Unfortunately, Donna suffered a number of infections that followed her surgery. She recalled, “I was afraid when I went to the doctor each week that he would put me back in the hospital. I had four different antibiotics that I was taking multiple times per day and was still having unexplained infections. I would up back in the hospital four different times.”
Donna’s journey continued. “Once I got all that cleared up, the expanders stayed in for several months, then I went back for another surgery. They removed the expanders and put in the implants. Things started rocking along well. I looked better. I felt better. And the threat of cancer was assumingly over, but you never know. It can always crop up somewhere else, but I just have to put my faith in God. I feel great.

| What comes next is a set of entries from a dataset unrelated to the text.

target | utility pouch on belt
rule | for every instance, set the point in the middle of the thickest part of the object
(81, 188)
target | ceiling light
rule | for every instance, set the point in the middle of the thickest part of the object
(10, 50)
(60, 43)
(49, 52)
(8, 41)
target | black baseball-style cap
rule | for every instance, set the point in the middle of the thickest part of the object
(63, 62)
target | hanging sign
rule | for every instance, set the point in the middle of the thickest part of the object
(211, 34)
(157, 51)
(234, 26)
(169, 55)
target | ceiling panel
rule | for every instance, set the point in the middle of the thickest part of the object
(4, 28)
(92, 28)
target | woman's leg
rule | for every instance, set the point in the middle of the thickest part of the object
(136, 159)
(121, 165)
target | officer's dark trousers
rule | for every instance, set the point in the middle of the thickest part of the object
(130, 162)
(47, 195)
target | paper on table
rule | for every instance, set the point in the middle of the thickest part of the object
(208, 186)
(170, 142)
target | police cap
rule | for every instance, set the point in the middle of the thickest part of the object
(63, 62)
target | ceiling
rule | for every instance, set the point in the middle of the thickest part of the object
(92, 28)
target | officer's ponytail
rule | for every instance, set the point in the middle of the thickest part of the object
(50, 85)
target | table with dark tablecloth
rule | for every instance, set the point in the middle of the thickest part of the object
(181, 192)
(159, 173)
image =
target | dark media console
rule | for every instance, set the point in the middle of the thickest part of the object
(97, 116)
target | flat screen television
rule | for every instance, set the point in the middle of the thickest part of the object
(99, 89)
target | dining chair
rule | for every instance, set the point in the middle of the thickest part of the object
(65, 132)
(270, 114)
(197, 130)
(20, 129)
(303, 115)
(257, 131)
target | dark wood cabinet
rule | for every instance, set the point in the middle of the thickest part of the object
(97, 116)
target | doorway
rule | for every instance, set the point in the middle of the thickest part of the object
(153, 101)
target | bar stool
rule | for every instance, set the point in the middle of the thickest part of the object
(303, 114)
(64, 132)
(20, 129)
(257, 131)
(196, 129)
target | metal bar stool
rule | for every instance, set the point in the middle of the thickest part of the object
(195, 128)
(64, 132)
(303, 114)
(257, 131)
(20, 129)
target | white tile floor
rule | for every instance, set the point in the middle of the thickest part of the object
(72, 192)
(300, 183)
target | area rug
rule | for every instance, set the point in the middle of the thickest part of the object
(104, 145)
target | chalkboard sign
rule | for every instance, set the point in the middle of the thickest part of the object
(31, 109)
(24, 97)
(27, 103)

I’m very active. I feel like I’m blessed beyond measure that he brought me through it. It’s a journey, but you have to think of all the positives. You have to put your faith in a higher power because if you look at your situation, it looks very grim. But there’s so much light at the end of the tunnel and so much more life to live. It’s worth it to go through it. If I had my time to go over and could know what I know now, the first time they found cancer, I would probably go ahead and do the mastectomy. At that time, I thought it was too extreme. You don’t think about it coming back, but it definitely can.”
Donna remembered, “When I heard I had cancer, the hardest thing for me to do was tell somebody that I had cancer, even my family. I tried, but I simply could not get it to come across my tongue that I had cancer. My husband and I were sitting in the yard, and he asked, ‘What’s on your schedule for tomorrow?’ I said, ‘I’m having surgery.’ That’s when I had the lumpectomy. I was so private with it that he didn’t know anything was wrong. I did not want somebody looking at me like I was sick. Even on the day of the surgery, I drove myself to the hospital. I didn’t want anyone there making me nervous. I was by myself by choice. It was better for me.”
Donna recalled that her cancer was “estrogen-fed”, so the hormone replacement she had taken years prior was the contributor to her cancer.